Family of OAP attacked by care worker have lost faith in system
The daughter of a pensioner living with Alzheimer's disease who was assaulted by a worker in a care home has told how the attack destroyed her trust in the system.
Amanda McAllister was speaking outside Ballymena Magistrates' Court, where Mary Christine Finlay (45), who worked at Ben Madigan Care Home in Newtownabbey, was given a four-month prison term for assaulting 71-year-old Henry Kenneth Smith.
Finlay, from Bawnmore Drive, Newtownabbey, was also sentenced for a second charge - ill-treatment of the victim on March 25, 2017.
She has since been dismissed from her job.
A prosecutor told the court that in March last year a report was made to police that another care worker at Ben Madigan witnessed Finlay "slap a resident forcibly round the head".
There were also allegations of "very inappropriate language" being used.
The prosecutor said the complaint was made by the worker after her first day.
A defence lawyer said Finlay - a mum-of-five - was going through "fairly difficult circumstances" and had cared for and continues to care for people in her own family circle setting.
"She has contributed hugely to society and continues to do so daily," explained the lawyer, adding that Finlay now spent most of the time in her house and had been seen by a doctor for depression.
The lawyer said that there had been a context to the incident. He also stressed that Finlay had shown remorse and recognised that he behaviour was "entirely inappropriate".
Handing down the custodial sentence, Judge King said he had to take into account the "position of power" the defendant had over Mr Smith.
She was released on her own bail of £500, pending appeal.
Later, Mr Smith's daughter, Amanda (47), said: "She deserves the sentence because my dad has nobody to stick up for him, only us. We are his voice.
"We would never have known if it wasn't for the whistleblower - an agency care worker - who was there for the first night.
"It had to take a stranger coming in to bring that to the forefront, and that is the hurtful thing.
"Whenever you put your dad in somewhere like a care home, it is hard enough.
"We are not happy. I don't trust anybody any more. He was only there a few months when this happened."
Mr Smith, a former mechanical engineer and professional golfer, has been at Ben Madigan Care Home for around a year-and-a-half, but the family are now considering moving him.

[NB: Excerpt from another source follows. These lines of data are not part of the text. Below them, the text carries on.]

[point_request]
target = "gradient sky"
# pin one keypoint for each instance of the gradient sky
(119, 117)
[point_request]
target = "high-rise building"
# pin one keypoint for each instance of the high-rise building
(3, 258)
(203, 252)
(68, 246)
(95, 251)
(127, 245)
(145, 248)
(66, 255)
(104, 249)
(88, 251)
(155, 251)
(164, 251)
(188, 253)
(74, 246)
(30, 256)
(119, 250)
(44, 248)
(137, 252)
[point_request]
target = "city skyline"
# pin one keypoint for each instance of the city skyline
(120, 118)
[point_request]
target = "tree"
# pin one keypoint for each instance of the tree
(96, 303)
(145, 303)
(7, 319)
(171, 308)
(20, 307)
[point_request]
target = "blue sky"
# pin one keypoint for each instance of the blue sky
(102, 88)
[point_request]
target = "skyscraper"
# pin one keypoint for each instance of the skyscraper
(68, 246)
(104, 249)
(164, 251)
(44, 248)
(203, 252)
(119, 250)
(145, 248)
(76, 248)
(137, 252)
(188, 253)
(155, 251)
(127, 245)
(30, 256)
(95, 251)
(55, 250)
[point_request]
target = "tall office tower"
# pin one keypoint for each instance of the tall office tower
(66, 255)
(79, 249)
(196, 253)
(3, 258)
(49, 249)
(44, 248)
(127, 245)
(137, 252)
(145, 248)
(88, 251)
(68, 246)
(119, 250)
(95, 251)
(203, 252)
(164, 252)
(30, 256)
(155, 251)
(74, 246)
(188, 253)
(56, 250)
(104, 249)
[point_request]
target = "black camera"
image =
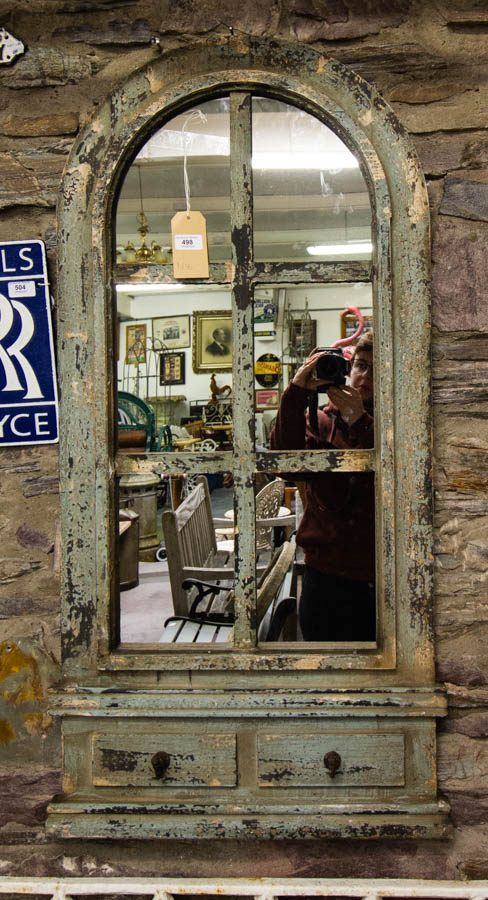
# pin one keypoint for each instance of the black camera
(333, 366)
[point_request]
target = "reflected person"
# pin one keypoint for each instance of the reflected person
(336, 532)
(220, 345)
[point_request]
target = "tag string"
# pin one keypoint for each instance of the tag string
(187, 140)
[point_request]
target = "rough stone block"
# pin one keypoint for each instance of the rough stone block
(193, 17)
(413, 92)
(25, 795)
(467, 199)
(30, 179)
(474, 725)
(466, 110)
(441, 153)
(45, 67)
(320, 20)
(459, 276)
(464, 671)
(35, 126)
(114, 32)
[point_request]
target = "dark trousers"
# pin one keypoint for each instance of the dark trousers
(336, 609)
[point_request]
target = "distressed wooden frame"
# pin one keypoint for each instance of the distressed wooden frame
(316, 683)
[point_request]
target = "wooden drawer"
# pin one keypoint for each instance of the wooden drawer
(195, 760)
(297, 760)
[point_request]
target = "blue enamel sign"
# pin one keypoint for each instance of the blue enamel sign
(28, 399)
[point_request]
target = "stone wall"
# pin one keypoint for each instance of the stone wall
(429, 61)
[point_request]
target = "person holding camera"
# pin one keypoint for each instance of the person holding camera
(336, 532)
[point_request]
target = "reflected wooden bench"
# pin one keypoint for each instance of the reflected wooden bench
(206, 623)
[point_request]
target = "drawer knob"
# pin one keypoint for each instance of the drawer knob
(160, 763)
(332, 762)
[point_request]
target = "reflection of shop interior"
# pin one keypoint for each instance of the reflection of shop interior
(296, 317)
(195, 406)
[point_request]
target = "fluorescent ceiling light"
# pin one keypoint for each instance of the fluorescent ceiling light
(334, 249)
(327, 161)
(148, 288)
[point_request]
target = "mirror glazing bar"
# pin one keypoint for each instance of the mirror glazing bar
(241, 211)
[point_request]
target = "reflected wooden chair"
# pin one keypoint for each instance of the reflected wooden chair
(207, 624)
(136, 423)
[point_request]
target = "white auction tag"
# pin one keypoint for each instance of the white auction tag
(188, 242)
(189, 239)
(21, 289)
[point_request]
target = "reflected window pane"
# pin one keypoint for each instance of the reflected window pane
(155, 184)
(153, 606)
(289, 324)
(332, 576)
(310, 198)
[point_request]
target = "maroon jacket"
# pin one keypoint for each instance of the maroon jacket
(337, 528)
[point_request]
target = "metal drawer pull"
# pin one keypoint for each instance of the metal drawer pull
(332, 762)
(160, 763)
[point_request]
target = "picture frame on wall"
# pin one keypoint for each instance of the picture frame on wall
(212, 341)
(172, 331)
(172, 368)
(303, 336)
(267, 399)
(135, 344)
(349, 324)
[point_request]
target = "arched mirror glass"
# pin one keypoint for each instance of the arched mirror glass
(199, 392)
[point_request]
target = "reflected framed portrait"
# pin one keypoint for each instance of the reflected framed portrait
(172, 331)
(135, 344)
(267, 399)
(172, 368)
(212, 341)
(349, 324)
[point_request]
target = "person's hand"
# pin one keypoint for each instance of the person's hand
(348, 401)
(304, 376)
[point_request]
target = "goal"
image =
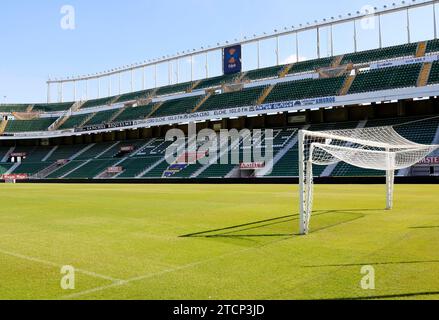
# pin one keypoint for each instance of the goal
(379, 148)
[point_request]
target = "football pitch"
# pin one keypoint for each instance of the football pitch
(217, 242)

Mrs McAllister explained: "He was a good hard worker and loves his family.
"I have photos of him smiling on his 71st birthday when he saw his sister. Things come back.
"The unfortunate thing about the disease is that you gets snippets of them.
"My nephew, who is only 12, won the all-Ireland boxing championships and when I went and told my dad, he stuck his two fists up. For that split second, he remembered. That's what we are holding on to."
Priory Group, which runs the Ben Madigan Care Home, said: "The safety of residents is our absolute priority and we have a zero tolerance of abuse of any kind, always supporting prosecutions in the rare instances where it occurs.
"As soon as this incident came to light, it was reported to the family, police and safeguarding team in the commissioning trust, and the staff member was suspended, pending a full police investigation, and subsequently dismissed.
"We worked closely with the police and other external agencies, including the care watchdog, throughout."